En comparant les génomes de deux bactéries responsables de la lèpre

Mycobacterium leprae (rouge) ©CDC

Mycobacterium leprae (rouge) ©CDC

Des chercheurs de l’EPFL ont confronté les génomes de deux types de bactéries entraînant la lèpre. Leur étude montre que ceux-ci sont issus d’un ancêtre commun vieux de 13.9 millions d’années et propose un aperçu inédit de leur biologie, ouvrant ainsi la voie à de nouveaux traitements.

La lèpre est une infection chronique de la peau, des nerfs périphériques, des yeux et des muqueuses des voies respiratoires supérieures. Elle touche plus d’un quart de million de personnes dans le monde. Ses symptômes peuvent se montrer terriblement destructeurs, car la bactérie diminue la sensibilité du corps, ce qui provoque des lésions de la peau, des dommages aux nerfs et des handicaps. Jusqu’il y a peu, on pensait que la lèpre était due à un seul bacille appelé Mycobacterium leprae. On sait désormais que son proche parent, Mycobacterium lepromatosis, pourrait en provoquer une forme rare mais sévère. Or, des chercheurs de l’EPFL ont analysé le génome complet du M. lepromatosis, et l’ont comparé à la bactérie de la lèpre la plus répandue. Leur étude, publiée par PNAS, révèle l’origine et l’évolution des deux bacilles, et met en lumière leur biologie, leur distribution globale, ainsi qu’un traitement potentiel.

Outre ses symptômes mutilateurs, la lèpre, très stigmatisée, se solde souvent par le rejet social des malades. Bien qu’elle ait pu être combattue par antibiotiques, elle reste aujourd’hui endémique dans de nombreux pays en développement.

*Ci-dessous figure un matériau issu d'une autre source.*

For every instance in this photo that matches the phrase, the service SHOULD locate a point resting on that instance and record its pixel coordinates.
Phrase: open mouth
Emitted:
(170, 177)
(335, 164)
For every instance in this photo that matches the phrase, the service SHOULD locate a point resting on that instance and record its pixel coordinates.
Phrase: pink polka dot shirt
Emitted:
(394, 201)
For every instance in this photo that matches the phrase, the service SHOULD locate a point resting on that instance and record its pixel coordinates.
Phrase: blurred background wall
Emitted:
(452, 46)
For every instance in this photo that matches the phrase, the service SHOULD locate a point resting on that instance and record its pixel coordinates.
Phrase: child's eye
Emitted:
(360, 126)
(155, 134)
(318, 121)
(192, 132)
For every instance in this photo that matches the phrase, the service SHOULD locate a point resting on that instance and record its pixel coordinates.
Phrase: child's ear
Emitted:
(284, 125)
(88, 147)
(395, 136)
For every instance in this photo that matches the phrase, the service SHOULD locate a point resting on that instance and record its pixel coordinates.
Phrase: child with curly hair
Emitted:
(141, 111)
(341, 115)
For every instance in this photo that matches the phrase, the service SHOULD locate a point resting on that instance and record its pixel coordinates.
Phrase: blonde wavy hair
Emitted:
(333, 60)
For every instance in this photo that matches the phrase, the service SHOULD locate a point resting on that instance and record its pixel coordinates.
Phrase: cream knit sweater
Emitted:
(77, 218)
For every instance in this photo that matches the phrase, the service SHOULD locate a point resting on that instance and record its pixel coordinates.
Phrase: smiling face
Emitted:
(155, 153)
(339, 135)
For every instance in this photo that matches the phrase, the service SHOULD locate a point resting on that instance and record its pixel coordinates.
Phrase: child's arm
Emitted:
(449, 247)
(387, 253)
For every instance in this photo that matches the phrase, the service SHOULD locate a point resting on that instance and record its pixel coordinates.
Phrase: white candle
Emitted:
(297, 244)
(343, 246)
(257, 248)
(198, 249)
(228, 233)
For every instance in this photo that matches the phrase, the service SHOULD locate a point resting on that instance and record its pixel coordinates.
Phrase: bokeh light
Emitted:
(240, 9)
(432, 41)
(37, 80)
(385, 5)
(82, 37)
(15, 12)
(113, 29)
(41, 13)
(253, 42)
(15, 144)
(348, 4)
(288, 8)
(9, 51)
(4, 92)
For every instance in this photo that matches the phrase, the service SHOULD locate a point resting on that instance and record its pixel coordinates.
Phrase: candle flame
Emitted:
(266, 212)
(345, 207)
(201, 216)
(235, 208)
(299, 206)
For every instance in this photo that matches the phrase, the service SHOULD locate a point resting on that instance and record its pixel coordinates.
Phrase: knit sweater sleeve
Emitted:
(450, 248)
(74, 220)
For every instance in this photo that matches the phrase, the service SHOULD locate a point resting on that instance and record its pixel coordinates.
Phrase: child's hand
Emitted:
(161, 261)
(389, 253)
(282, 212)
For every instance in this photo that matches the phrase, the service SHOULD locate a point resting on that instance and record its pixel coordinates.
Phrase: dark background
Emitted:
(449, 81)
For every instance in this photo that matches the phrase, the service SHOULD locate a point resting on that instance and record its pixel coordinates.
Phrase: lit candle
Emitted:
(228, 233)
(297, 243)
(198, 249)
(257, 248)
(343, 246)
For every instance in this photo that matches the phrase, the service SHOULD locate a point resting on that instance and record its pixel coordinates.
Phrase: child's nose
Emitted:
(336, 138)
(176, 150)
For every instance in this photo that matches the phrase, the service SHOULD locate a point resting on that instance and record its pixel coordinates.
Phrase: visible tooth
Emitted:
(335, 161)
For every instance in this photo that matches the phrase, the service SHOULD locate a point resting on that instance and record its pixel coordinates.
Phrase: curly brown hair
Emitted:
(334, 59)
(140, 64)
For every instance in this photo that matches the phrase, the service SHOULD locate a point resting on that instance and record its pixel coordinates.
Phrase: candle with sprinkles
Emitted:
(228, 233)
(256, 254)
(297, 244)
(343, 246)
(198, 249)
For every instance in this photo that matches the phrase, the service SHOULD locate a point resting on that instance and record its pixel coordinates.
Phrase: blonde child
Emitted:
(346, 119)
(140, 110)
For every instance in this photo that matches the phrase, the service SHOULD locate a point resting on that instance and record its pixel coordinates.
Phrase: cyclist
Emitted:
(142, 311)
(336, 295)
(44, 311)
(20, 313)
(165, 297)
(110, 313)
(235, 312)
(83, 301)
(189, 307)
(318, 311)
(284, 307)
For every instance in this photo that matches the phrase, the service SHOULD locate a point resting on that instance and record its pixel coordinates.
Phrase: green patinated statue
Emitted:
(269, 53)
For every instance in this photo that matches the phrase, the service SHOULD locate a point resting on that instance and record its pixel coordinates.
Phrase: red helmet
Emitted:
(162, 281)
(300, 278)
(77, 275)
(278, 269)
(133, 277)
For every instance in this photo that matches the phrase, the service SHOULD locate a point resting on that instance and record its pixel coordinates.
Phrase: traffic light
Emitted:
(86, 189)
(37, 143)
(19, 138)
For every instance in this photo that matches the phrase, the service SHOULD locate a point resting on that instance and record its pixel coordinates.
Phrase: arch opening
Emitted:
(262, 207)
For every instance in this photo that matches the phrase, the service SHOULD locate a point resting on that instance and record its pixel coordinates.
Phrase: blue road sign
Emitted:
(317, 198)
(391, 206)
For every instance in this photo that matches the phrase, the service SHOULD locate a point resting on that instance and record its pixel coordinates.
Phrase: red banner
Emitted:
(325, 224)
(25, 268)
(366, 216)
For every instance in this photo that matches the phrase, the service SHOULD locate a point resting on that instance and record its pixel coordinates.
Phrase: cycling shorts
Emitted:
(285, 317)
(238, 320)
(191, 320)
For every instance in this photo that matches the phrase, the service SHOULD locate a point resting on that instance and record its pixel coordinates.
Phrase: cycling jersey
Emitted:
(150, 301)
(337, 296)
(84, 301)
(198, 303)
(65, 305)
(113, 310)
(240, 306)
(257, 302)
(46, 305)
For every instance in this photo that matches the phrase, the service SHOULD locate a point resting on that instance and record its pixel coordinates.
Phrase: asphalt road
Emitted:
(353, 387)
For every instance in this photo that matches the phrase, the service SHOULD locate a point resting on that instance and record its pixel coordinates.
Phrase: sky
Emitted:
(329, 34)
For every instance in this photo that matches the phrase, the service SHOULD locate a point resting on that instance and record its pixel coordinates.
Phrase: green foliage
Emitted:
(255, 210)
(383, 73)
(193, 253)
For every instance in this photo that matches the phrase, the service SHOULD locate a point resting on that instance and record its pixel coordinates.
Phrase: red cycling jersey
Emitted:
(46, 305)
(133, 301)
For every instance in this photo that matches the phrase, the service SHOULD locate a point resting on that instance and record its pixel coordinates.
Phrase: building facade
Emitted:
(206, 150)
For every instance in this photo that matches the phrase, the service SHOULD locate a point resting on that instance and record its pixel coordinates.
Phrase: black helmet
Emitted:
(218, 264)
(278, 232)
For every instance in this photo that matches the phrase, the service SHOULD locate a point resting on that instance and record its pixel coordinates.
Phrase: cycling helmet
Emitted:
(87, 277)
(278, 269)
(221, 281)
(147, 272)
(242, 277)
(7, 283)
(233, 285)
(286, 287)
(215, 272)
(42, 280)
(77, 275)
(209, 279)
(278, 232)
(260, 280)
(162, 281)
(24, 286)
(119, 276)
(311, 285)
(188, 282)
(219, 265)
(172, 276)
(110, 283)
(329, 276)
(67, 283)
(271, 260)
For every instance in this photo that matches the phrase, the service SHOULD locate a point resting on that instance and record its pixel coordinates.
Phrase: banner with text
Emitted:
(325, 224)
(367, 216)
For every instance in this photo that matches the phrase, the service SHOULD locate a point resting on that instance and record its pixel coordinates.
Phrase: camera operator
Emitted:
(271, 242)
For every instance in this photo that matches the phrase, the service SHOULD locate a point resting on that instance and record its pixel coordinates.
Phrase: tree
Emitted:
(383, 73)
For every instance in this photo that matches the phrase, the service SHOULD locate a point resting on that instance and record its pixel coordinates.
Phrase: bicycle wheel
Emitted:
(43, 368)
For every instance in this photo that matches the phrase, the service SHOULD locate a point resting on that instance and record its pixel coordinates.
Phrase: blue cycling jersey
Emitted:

Une étude publiée en 2008 a démontré qu’en plus de la M. leprae, une autre espèce de bactérie, la M. lepromatosis, provoquait, au Mexique et dans les Caraïbes, une forme agressive de la maladie, appelée « lèpre lépromateuse diffuse »,.

Etude du génome de la M. lepromatosis

Le laboratoire de Stewart Cole de l’Institut d' Infectiologie de l’EPFL a mené des recherches sur la M. lepromatosis à l’échelle génomique. Complexe et gourmande en ressources informatiques, cette technique analyse tout l’ADN de la bactérie et localise ses gènes le long de la séquence. Comme la M. lepromatosis ne peut être cultivée en laboratoire et que les cas animaliers n’existent pas encore, l’équipe a utilisé un échantillon de peau infectée pour obtenir le matériel génétique voulu.

Après avoir extrait l’ADN de tout l’échantillon, les chercheurs ont dû séparer l’ADN de la bactérie de celui du patient. Pour ce faire, ils sont utilisé deux techniques génétiques distinctes, l’une qui intensifie l’ADN de la bactérie et l’autre qui affaiblit celui de type humain. Une fois l’ADN bactérien isolé, les scientifiques ont pu le lire pour obtenir la séquence complète du génome de la bactérie. Ils l’ont ensuite comparé avec le génome connu de la M. leprae, responsable de la majorité des cas de lèpre recensés.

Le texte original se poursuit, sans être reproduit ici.